AUGUST
Franklin A.N.@anfranklin784877
22 hours ago
August comes with a certain quietness for me. I step into newness but sometimes that newness is sad.
August reminds me of how far behind I've been from where I thought I would be.
I just want so much quietness in August.
August is the time where I'm nearly never seen anywhere or about.
I've always been a person around Academia,so the school calendar helps me hibernate in August and so somehow August also becomes my hibernation season.
I move from a certain sadness and heaviness in July into feeling totally numb in August.
I don't have the desire to go out,meet friends,hang out, I'm even to engulfed in my mind to see a movie,so I escape in a good book, preferably a literary piece that takes me to another world.
Wether this world is heaven or hell,I just want to be melted into the words and lost in between them.
It's the time I log off social media and just like my Daddy was buried in August. I bury a version of me that I'm tired of.
August is a cocoon moment for me, A season of hibernation.
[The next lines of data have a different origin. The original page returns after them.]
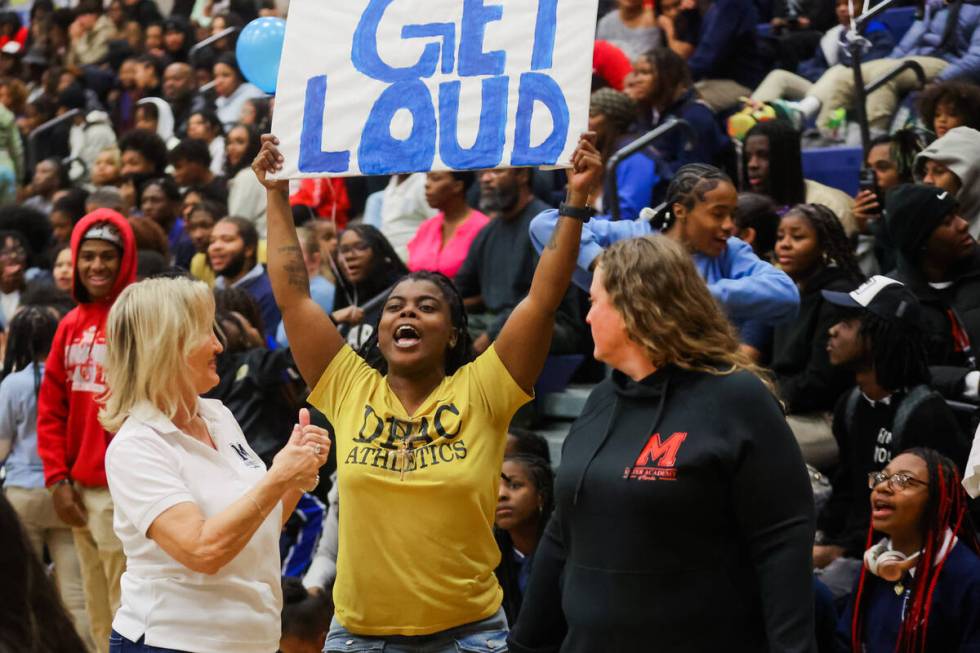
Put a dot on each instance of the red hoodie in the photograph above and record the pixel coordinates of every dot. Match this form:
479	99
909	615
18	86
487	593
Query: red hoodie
70	440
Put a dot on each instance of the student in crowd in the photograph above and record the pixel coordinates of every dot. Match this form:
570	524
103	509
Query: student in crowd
726	63
14	256
611	116
206	126
772	164
631	27
34	616
442	241
524	506
492	291
952	163
830	50
891	409
709	422
944	42
756	223
698	213
403	209
29	337
526	442
191	161
160	202
919	588
321	289
305	618
231	90
661	86
107	169
416	591
939	261
198	515
233	254
70	439
62	270
245	197
947	105
368	267
812	249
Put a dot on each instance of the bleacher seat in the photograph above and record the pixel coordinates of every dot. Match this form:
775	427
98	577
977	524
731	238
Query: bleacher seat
557	373
898	20
838	167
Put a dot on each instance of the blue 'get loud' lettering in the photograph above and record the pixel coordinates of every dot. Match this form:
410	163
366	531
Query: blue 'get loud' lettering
379	152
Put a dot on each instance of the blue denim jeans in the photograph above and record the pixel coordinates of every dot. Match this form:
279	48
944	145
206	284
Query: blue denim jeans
487	636
119	644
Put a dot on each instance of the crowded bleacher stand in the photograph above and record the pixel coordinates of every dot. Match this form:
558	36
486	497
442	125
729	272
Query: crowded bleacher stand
834	251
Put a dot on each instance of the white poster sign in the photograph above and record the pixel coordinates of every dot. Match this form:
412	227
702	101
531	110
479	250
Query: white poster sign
375	87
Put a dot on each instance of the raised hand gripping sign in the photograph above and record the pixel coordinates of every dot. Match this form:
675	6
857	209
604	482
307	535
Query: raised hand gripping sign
375	87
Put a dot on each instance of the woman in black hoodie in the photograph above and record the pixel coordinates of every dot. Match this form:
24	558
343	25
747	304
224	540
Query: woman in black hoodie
813	250
684	517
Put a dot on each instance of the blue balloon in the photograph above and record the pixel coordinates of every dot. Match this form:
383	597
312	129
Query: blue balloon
259	50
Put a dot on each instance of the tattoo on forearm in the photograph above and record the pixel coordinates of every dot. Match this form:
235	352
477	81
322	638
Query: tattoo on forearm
553	241
295	268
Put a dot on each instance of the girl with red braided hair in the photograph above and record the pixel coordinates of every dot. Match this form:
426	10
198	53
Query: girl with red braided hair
919	589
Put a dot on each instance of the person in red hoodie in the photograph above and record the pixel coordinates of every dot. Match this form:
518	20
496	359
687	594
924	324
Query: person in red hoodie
71	442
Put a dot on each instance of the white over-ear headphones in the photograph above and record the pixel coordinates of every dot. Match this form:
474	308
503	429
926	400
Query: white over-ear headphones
886	563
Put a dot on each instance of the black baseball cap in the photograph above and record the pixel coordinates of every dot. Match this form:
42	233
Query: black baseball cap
887	298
I have the most awful character because I want to be alone in August, and that I do not commend myself for, I even skip church because I do not want to exchange pleasantries or speak to anyone.
I want to be at the place where I wake up with myself and just hear my voice and listen to my thoughts, these thoughts are reshaped in August for me.
These thoughts are reshaped with quiet seasons with God and I somehow do not understand how I snap out of it,but it's August again and I'm buried inside another world, a literary world this time and waiting for August to pass again.